Re: sql-proplem

Ansgar Seiter wrote:
>
> Hi there,
>
> I have a problem with an sql-task I couldn't surmount om my own.
> So mebbie some of you could help me there :
>
> I have 2 tables :
> TABLE value_table
> group_id number
> weather_id number
> value number
>
> TABLE weather
> weather_id number
> : :
> (rest not important)
>
> Now I want to compute the average of value of table value_table
> grouped by group_id and weather_id. And I want this for every existing
> weather_id in weather.
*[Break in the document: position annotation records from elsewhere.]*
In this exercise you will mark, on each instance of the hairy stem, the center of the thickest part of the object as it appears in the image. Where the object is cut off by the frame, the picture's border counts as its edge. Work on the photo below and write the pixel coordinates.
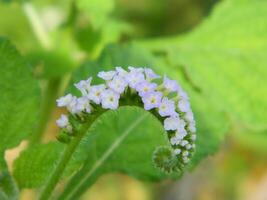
(66, 156)
(47, 106)
(37, 25)
(8, 187)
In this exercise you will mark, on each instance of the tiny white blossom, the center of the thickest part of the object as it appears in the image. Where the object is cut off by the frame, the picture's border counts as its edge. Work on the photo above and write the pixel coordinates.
(175, 141)
(82, 104)
(171, 123)
(63, 121)
(152, 100)
(72, 107)
(182, 94)
(193, 137)
(134, 78)
(184, 142)
(180, 134)
(189, 116)
(167, 107)
(177, 151)
(185, 153)
(136, 69)
(145, 87)
(184, 105)
(95, 93)
(65, 100)
(121, 72)
(84, 86)
(188, 146)
(185, 159)
(110, 99)
(118, 84)
(170, 85)
(106, 75)
(150, 74)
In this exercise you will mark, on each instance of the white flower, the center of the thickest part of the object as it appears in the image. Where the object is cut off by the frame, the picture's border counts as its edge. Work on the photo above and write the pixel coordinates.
(171, 123)
(188, 146)
(135, 77)
(65, 100)
(82, 104)
(181, 127)
(185, 153)
(184, 105)
(145, 87)
(95, 93)
(182, 94)
(63, 121)
(170, 85)
(189, 116)
(106, 75)
(118, 84)
(186, 159)
(175, 141)
(184, 142)
(177, 151)
(167, 107)
(136, 69)
(193, 137)
(152, 100)
(72, 107)
(110, 99)
(150, 74)
(180, 133)
(84, 86)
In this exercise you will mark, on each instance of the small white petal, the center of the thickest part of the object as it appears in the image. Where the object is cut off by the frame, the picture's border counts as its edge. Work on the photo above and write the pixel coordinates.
(177, 151)
(63, 121)
(65, 100)
(106, 75)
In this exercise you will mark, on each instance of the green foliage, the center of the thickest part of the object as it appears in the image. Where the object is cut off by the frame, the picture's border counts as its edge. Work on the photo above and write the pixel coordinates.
(19, 97)
(120, 139)
(97, 11)
(225, 57)
(8, 189)
(35, 164)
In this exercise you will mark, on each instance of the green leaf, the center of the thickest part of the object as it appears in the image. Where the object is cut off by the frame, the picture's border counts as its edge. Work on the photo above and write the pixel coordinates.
(19, 97)
(8, 188)
(120, 141)
(211, 125)
(32, 167)
(97, 11)
(226, 58)
(135, 144)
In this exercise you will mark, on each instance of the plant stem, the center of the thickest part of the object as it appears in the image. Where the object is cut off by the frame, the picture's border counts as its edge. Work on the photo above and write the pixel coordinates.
(37, 25)
(69, 150)
(47, 106)
(8, 187)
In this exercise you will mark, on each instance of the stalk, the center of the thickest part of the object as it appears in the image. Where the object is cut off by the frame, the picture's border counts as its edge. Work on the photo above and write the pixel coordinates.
(59, 169)
(47, 106)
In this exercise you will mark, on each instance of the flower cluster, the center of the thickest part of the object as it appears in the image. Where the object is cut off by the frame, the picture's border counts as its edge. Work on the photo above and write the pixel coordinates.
(160, 94)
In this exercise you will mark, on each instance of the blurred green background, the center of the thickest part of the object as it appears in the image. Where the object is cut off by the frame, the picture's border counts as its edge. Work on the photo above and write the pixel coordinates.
(75, 32)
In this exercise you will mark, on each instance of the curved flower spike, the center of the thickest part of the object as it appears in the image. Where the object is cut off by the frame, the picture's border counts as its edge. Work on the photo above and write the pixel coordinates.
(135, 86)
The Problem is, that not every possible
> weather_id will be referenced in value_table and I want a zero to be
> returned as avg(value) for the missing weather_ids for EVERY group_id
> in value_table.
> Using a select statement like :
> SELECT a.group_id, a.weather_id,
> DECODE(AVG(a.value),NULL,0,AVG(a.value))
> FROM value_table a, weather b
> WHERE a.weather_id (+) = b.weather_id
> GROUP BY group_id, a.weather_id
>
> doesn't do it, because it returns only one row per missing weather_id
> and not as many as different group_ids there are, of course. If still
> unclear I can give you a small example :
>
> value_table :
>
> group_id weather_id value
>
> 1 10 5
> 2 10 6
> 1 20 8
> 2 20 9
>
> weather :
>
> weather_id
>
> 10
> 20
> 30
>
> The output from the above statement would be (I hope, I put teh
> statement down correctly, 'cause I had to write it out of my memory)
>
> group_id weather_id value
>
> 1 10 5
> 2 10 6
> 1 20 8
> 2 20 9
> 30 0
>
> what I want is :
>
> 1 10 5
> 2 10 6
> 1 20 8
> 2 20 9
> 1 30 0
> 2 30 0
>
> How do I achieve that ? I hope it's not too trivial ...
>
> thanx in advance
>
> Ansgar
> -
> Ansgar Seiter Group Prof. Ch. Schlier
> Department of Physics
> University of Freiburg Phone: +49 761 203-5730
> Hermann-Herder-Str. 3 FAX: +49 761 203-5873
> D-79104 Freiburg i.Br E-Mail: physik.uni-freiburg.de
> Germany
>
> If you want to e-Mail me, please append the above address to
> ansgar.seiter + masterspace

Try:

SELECT a.group_id, a.weather_id,
AVG(NVL(a.value,0))
FROM value_table a, weather b
WHERE a.weather_id (+) = b.weather_id
GROUP BY group_id, a.weather_id

Bob Morrison Received on Fri May 30 1997 - 00:00:00 CEST